The vast majority of Americans are shrugging off the prospect of canceled Saturday mail delivery, according to recent surveys.

A poll released Thursday by the U.S. Postal Service and conducted by polling firm IPSOS said 80 percent of respondents between Feb. 8 and 11 supported USPS’ decision to cancel Saturday mail service.

That finding echoed a CBS News poll released Tuesday that said 71 percent of respondents favored the delivery cuts.

“These survey results illustrate the strong public support for our new delivery schedule in communities across the country,” Postmaster General Patrick R. Donahoe said in a statement. “The American public understands the financial challenges of the Postal Service and supports this new delivery schedule as a prudent, responsible and reasonable approach to address our urgent financial situation.”

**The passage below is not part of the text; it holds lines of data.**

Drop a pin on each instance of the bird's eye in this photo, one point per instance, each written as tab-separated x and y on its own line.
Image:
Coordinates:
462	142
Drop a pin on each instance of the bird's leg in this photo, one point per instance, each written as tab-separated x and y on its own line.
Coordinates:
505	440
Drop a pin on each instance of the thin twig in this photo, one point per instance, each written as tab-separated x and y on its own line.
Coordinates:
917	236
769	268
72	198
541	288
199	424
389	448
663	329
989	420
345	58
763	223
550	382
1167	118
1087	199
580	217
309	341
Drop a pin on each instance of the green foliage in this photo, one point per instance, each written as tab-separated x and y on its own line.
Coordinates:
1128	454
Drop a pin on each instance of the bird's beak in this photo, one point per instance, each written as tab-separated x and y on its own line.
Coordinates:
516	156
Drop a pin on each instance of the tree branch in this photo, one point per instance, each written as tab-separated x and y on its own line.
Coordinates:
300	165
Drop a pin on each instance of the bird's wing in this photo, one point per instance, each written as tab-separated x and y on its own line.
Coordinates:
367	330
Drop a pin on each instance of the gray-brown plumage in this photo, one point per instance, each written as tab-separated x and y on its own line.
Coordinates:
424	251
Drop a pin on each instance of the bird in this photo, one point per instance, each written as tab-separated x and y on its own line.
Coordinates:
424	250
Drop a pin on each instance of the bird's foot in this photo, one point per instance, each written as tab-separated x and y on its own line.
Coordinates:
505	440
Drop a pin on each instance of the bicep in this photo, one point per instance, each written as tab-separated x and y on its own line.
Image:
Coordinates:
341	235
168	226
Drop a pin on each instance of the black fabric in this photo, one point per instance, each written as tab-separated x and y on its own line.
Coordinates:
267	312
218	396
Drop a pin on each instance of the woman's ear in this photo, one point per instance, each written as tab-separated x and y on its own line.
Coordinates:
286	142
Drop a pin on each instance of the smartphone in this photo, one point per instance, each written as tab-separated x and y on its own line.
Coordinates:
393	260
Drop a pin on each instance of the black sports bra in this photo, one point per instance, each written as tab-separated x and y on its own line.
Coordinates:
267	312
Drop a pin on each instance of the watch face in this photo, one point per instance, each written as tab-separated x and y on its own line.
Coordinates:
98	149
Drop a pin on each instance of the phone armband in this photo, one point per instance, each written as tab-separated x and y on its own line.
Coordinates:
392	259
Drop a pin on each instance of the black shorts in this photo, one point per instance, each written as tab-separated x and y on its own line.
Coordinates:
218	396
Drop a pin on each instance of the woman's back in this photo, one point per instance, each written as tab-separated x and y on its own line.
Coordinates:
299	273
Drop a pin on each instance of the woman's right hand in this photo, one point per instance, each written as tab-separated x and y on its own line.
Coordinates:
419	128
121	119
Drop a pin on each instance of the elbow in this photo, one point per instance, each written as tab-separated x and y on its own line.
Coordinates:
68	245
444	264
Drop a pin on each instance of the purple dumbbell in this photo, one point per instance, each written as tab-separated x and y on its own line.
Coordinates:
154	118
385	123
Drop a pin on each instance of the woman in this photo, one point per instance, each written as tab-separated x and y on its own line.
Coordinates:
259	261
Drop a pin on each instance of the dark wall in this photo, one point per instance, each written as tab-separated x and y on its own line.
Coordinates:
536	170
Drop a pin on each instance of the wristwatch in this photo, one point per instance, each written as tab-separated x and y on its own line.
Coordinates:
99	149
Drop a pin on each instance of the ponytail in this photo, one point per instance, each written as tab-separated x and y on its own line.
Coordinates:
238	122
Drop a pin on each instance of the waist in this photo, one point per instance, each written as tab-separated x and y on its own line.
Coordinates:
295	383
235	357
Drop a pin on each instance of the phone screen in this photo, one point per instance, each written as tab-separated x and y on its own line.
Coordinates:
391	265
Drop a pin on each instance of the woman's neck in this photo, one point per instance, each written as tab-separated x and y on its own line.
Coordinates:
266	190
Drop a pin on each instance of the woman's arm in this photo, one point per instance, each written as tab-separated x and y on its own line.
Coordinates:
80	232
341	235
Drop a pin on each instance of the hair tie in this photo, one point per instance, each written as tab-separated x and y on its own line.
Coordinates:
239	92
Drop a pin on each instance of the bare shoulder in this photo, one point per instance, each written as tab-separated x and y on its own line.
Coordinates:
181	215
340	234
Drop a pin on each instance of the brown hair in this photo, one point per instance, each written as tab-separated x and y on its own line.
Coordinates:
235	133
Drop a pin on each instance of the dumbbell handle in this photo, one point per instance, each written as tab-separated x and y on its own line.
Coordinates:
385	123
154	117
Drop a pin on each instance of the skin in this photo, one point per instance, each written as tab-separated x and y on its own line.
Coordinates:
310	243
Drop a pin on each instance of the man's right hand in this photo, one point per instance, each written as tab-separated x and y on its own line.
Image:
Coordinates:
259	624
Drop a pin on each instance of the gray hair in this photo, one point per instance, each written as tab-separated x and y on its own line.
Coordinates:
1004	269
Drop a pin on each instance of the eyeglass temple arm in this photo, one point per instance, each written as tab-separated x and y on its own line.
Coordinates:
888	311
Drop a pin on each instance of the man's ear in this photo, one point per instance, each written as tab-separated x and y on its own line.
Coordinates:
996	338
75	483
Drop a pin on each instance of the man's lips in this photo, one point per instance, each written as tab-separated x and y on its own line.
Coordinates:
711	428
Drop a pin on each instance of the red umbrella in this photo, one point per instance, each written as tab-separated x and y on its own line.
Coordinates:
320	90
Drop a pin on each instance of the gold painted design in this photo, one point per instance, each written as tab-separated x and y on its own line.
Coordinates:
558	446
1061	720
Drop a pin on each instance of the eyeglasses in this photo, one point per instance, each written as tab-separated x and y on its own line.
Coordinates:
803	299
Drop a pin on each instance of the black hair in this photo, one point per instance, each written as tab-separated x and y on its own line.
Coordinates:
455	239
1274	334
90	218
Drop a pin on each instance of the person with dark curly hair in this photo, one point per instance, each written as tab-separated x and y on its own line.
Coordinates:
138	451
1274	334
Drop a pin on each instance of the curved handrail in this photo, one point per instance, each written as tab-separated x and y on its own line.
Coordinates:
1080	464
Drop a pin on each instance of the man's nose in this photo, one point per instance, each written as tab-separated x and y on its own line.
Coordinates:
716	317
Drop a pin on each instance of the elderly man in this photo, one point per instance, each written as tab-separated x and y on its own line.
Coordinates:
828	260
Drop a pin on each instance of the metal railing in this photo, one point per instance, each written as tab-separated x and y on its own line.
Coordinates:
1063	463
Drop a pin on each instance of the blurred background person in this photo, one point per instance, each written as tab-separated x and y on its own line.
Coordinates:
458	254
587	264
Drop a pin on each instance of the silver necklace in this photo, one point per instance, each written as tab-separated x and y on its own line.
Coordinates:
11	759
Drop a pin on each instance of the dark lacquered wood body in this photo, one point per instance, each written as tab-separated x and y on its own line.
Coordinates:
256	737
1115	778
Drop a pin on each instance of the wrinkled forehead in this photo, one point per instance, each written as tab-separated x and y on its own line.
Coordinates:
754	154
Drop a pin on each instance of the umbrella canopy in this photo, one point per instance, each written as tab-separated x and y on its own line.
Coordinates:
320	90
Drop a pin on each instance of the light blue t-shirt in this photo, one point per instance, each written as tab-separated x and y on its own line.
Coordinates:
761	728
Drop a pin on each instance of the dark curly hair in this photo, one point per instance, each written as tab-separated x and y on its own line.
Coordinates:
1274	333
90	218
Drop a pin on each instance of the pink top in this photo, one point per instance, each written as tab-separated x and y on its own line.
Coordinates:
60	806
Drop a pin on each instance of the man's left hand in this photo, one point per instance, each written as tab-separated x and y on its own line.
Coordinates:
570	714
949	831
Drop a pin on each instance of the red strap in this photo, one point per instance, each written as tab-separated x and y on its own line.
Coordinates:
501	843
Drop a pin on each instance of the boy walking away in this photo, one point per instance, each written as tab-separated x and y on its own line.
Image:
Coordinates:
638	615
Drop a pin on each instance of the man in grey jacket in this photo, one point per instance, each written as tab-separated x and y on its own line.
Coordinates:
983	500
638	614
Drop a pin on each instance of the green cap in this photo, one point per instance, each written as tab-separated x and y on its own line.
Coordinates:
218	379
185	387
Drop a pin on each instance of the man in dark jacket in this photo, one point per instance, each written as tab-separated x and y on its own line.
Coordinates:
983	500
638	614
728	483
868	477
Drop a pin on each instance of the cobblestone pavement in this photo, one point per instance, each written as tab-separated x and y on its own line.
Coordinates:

IPSOS found no statistically significant difference of opinion across urban, suburban and rural areas, or different age groups. CBS found Americans under the age 30 were the least likely to use the Postal Service, while 47 percent of those age 65 and older use it frequently.

Some have worried Postal Service cuts will especially affect poor and rural residents. The CBS Poll indicated that residents earning $50,000 or less a year in household income were less likely to support the cuts, but still were broadly in favor of the move.